Association Animaux Artistes

"Attribuer la capacité de souffrance aux animaux, c'est les reconnaître en tant qu'êtres vivants."

Les consciences s'ouvrent petit à petit. Le public ne voit plus l'animal comme un jouet dont on peut disposer à sa guise, mais de plus en plus comme un être souffrant, privé de son environnement naturel. Des voix s'élèvent aux quatre coins de la planète pour une interdiction des animaux dans les cirques (Pays Scandinaves, Autriche, Brésil, Singapour, Costa Rica, puis dernièrement des villes de Croatie...). La menace est trop prégnante pour que ces établissements itinérants n'en mesurent pas l'étendue.

Faute de remettre en cause leurs pratiques issues d'un passé colonial résolu, les directeurs de cirques traditionnels s'unissent pour tenter de conserver ces numéros tombés en désuétude.

Fondée en juillet 2004, par Gilbert Edelstein (cirque Pinder) et présidée par Raoul Gibault (cirque Médrano) et Jean Falck (cirque Amar), l'association Animaux Artistes (loi 1901) vise à soutenir l'exploitation des cirques avec animaux. Animaux qui selon les termes de ces professionnels du cirque reçoivent « affection » et « confort » ! Rappelons que la dimension moyenne d'une cage de cirque est de 3m2, que de nombreux animaux sont attachés et que le dressage se fait encore sous la pression de fouets, de bâton ou de piques... Cette association «animée par de grands professionnels du cirque qui aiment passionnément leurs animaux » semble confondre plusieurs notions. En effet, l'amour et le respect induiraient une prise en compte de l'intérêt des pensionnaires. Or, il est fort à penser qu'un éléphant préfèrerait être libre au milieu d'une harde de congénères plutôt que d'être enchaîné seul ou qu'un fauve opterait pour la fuite devant le feu, plutôt que d'être contraint de lui faire face et de le traverser... Le bon sens et l'étude du comportement animal nous le confirmeraient.

Par contre, que ces circassiens aient de l'attachement et une sorte de passion pour leurs bêtes, cela semble probable. Mais faut-il encore avoir l'honnêteté de l'avouer et ne pas faire d'amalgames. Les intérêts financiers se font au détriment de l'animal qui n'est plus qu'un esclave au service de celui qui l'exploite. Contrairement aux dompteurs, les matadors (à l'exception de quelques irréductibles), reconnaissent que leur « numéro » est un acte cruel, que l'animal est sacrifié, que ce soit pour l'argent ou pour une prétendue tradition.

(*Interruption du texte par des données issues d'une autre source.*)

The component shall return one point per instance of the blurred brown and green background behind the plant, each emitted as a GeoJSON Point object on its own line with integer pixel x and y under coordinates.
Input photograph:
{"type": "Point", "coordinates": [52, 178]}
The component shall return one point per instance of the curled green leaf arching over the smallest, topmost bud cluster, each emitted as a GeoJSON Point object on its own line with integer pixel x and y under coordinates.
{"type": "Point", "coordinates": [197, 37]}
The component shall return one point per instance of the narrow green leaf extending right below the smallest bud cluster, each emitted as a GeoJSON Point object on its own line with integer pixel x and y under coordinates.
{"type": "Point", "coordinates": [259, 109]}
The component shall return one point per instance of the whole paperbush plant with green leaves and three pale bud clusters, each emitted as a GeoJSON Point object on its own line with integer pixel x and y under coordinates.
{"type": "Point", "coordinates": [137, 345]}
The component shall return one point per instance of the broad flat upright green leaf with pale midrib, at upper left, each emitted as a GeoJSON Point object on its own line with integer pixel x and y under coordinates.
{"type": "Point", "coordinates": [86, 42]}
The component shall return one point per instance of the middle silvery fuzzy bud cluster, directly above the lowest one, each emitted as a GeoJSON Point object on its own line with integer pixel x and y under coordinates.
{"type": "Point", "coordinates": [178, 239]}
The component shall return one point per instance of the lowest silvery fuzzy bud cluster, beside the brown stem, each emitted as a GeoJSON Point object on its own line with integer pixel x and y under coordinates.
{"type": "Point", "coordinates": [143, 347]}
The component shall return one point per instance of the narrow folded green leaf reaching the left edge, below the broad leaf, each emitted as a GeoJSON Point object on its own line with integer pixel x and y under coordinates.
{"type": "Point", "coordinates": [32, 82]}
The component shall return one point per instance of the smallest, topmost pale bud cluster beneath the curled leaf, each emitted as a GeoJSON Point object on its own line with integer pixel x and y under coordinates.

Bien entendu, cela ne justifie en rien la poursuite de telles tortures, mais si la conscience morale de l'ignominie de tels actes est absente, il y a au moins un aveu verbal des faits. Les cirques n'ont pas encore fait ce pas, et nous laissent donc encore miroiter un monde fait de paillettes et d'illusions ou les éléphants sont roses, et les tigres de gros chats très câlins qui s'adonnent en ronronnant à toutes sortes de jeux.

La dénomination même de l'association « Animaux Artistes » illustre parfaitement le décalage qui existe entre des citoyens qui reconnaissent l'animal comme un être vivant à part entière, avec ses spécificités et ceux qui le voient encore comme un instrument source de profit dont on peut disposer à sa guise.

Être un artiste, c'est être façonneur ou médiateur de la culture dont on a hérité. Or imputer à l'animal l'étiquette d'artiste, c'est refuser de lui reconnaître sa nature pour lui imposer une culture humaine dont il n'est pas porteur, et qui ne correspond en rien à sa propre culture ou à son comportement. Cette tendance à attribuer aux animaux des caractéristiques humaines relève de l'anthropomorphisme. L'éléphant se tient sur les pattes arrières dans une posture humaine (Pinder, Arlette Grüss...), les singes boivent dans un verre, sont habillés en robe ou en costume (Pinder, Kino's...), les ours font du vélo et érigent fièrement un drapeau français (Roman Diezel, Poliakov..) etc.

Selon le principe de ce monde où l'apparence et l'illusion font écran à la réalité, le dompteur se pose en victime et accuse les défenseurs de l'animal de cet anthropomorphisme dont il est pourtant de toute évidence le principal représentant.

Attribuer la capacité de souffrance aux animaux, c'est les reconnaître en tant qu'êtres vivants. La perversion dont ils sont les victimes étant le fond de commerce des numéros de dressage, il est impératif pour les circassiens de nier cette souffrance, de nier l'animalité elle-même, de la dénaturer. Il devient le complice médiatique du fauve dont il nie pourtant l'existence, il devient le pourfendeur d'une tradition qu'il a lui-même pervertie, il devient le défenseur d'un animal artiste qui n'existe pas.